Para além de retratar a coragem individual e colectiva, o filme sublinha também as limitações e desafios intrínsecos a este tipo de jornalismo investigativo. Como provar um crime quando as únicas testemunhas são a vítima e o agressor? A situação no caso de Weinstein era ainda mais complexa: muitas vítimas eram obrigadas a assinar contratos que as impediam de falar sobre os acontecimentos, enquanto o produtor contratava empresas para vigiar jornalistas e monitorizar as próprias vítimas, criando um clima de medo e intimidação.
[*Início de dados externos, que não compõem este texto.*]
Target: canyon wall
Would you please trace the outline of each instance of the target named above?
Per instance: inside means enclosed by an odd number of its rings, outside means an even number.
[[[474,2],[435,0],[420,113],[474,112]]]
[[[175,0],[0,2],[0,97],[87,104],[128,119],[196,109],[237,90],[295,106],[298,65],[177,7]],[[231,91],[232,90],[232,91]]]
O filme consegue transmitir não apenas a tensão do trabalho jornalístico, mas também o peso emocional e ético que ele acarreta. Ao acompanhar a investigação passo a passo, o espectador percebe a persistência necessária para confrontar o poder e a impunidade, bem como a importância da solidariedade entre vítimas, jornalistas e sociedade civil na luta por justiça.

“Guerra Civil” (2024), de Alex Garland

O filme explora um futuro distópico em que os Estados Unidos se transformam num cenário de guerra civil. Uma equipa de jornalistas, liderada pela fotojornalista Lee (Kirsten Dunst), percorre o país para documentar a intensidade e a violência do conflito, atravessando cidades devastadas e territórios marcados pelo medo e pela desconfiança. A câmara acompanha não apenas os acontecimentos, mas também o impacto psicológico nos jornalistas e nas comunidades que tentam cobrir, revelando o custo humano da guerra e da informação.

A obra de Garland destacou-se especialmente devido ao clima eleitoral e à crescente polarização entre republicanos e democratas, retratando como divisões políticas podem escalar para violência e instabilidade social. Para além disso, o filme oferece uma reflexão profunda sobre conflitos que ocorrem a nível global, incluindo no Médio Oriente, na América Central e em África, sublinhando a universalidade de certas tensões humanas: o medo, a resistência, a manipulação política e a luta pela sobrevivência.

A narrativa conjuga o jornalismo como testemunho e a experiência pessoal dos repórteres, mostrando que a procura da verdade muitas vezes exige coragem, ética e resiliência perante ameaças constantes. O filme coloca questões sobre a responsabilidade da comunicação social e o poder da imagem como forma de denúncia e memória histórica.